Status: Awaiting decision of journal
Submitted the following paper for publication:
Technical vis-à-vis biological variation in gene expression measurements
Walter Liggett and other members of the MAQC (Microarray Quality Control) Titration Working Group
Technical variation, especially technical variation with batch effects, that is, with correlation structure associated with measurement in batches, can result in erroneous conclusions. Experimental characterization of the technical variation must include assessment of batch effects and moreover, should suggest approaches to study design and to removal of sources of technical variation. However, approaches to reducing technical variation are only worthwhile relative to other limitations on study sensitivity such as biological variation. This paper demonstrates an experimental approach that leads to effective assessment of technical variation in gene expression measurements. The demonstration involves measurement of liver RNA, kidney RNA and mixtures thereof from six animals. In the demonstration, batch effects are the result of changes in the scanner and in the fluidics machine used in the hybridization. The approach applies to changes in operator or laboratory and to other causes of lack of reproducibility. The assessment presents comparison with biological variation.
Status: Rejected by three journals.
The first journal said, "A large part of the study data rests on analyzing data from mixtures of two RNAs. This is a highly unusual, even perhaps bizarre, study design that is poorly justified."
The second journal said, "My main objection is that the authors' take-home message is that every laboratory should undertake a similar approach to assess the relative contributions of batch effects and biological signal in the data from their machines. Such a process would cost tens of thousands of dollars to create the data and then require repetition of the analysis described in the manuscript. While the analysis is described well, there is no way for others to execute it – no software is described or made available.
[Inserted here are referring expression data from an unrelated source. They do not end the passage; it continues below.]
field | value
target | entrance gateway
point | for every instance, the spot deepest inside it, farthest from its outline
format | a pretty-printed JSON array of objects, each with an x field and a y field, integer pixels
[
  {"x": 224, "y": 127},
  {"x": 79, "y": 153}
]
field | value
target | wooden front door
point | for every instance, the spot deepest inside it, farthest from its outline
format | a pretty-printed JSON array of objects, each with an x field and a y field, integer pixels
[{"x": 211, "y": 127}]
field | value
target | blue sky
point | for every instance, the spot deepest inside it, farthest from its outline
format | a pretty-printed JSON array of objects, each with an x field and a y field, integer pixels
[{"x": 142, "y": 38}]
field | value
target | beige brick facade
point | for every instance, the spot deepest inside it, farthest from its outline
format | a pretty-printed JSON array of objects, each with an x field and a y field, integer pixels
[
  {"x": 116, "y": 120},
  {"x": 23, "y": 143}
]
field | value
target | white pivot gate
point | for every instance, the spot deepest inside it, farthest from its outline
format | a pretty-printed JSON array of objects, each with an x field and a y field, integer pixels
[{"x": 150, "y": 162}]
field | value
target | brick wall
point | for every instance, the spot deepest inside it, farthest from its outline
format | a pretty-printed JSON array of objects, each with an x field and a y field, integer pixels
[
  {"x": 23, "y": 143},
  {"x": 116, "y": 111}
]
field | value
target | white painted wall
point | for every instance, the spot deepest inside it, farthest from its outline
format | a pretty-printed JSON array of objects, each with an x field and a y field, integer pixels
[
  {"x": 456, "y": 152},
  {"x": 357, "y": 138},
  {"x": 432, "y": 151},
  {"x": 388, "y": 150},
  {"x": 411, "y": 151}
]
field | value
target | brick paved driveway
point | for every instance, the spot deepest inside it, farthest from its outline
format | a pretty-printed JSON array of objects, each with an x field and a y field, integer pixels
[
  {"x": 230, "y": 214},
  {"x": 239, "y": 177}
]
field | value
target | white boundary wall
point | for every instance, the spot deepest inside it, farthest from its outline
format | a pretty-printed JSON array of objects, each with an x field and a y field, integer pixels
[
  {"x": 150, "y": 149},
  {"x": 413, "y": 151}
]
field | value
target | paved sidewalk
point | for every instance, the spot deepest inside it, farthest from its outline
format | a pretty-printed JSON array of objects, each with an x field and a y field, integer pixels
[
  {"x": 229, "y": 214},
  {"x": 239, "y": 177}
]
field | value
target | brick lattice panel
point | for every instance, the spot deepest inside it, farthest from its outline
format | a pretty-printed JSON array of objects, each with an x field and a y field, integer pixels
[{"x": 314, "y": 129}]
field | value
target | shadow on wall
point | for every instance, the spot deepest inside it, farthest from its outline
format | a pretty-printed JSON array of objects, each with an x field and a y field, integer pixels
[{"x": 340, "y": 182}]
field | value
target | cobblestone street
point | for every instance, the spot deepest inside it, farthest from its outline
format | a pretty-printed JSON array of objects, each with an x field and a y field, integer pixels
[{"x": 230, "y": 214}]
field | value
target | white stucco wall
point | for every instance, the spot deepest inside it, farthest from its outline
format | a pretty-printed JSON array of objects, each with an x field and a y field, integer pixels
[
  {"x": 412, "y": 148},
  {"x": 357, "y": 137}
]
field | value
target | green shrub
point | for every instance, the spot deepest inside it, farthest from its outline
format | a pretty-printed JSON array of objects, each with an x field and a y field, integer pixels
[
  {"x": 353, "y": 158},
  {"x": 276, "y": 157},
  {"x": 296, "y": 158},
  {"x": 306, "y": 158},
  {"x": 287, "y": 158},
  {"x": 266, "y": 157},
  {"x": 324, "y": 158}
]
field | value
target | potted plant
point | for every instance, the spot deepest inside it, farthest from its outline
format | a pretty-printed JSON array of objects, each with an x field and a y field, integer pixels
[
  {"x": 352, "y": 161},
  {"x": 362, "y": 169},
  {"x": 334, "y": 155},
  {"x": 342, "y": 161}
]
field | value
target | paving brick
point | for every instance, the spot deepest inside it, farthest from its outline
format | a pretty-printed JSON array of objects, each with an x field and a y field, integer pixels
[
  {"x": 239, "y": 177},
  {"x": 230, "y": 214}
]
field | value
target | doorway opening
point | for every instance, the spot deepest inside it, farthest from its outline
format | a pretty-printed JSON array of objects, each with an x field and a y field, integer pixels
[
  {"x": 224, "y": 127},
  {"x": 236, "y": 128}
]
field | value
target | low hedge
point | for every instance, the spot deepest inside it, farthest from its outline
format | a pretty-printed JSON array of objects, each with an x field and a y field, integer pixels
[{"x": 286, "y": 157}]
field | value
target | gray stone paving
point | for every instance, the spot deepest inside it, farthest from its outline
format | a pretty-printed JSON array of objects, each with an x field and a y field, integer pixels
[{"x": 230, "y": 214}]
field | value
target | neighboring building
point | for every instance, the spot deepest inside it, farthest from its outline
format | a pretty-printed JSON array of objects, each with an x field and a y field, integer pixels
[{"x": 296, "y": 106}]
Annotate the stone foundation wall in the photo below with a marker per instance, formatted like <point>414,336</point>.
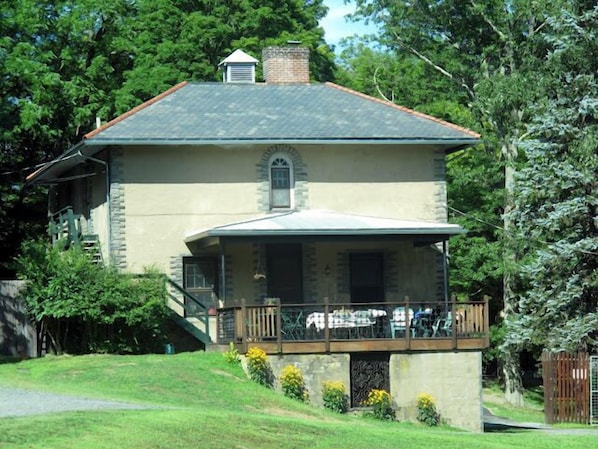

I don't agree with the assertion that this manuscript is of general interest because it describes a extremely expensive, time-consuming and statistics-intensive pre-study method to evaluate laboratory batch effects."
The third journal said, "Your paper appears to be the application of existing, standard statistical methodologies to a relevant practical problem, rather than the development of new statistical methods."
These comments suggest that this paper be rewritten for a statistics audience with emphasis on what is new in the design and analysis.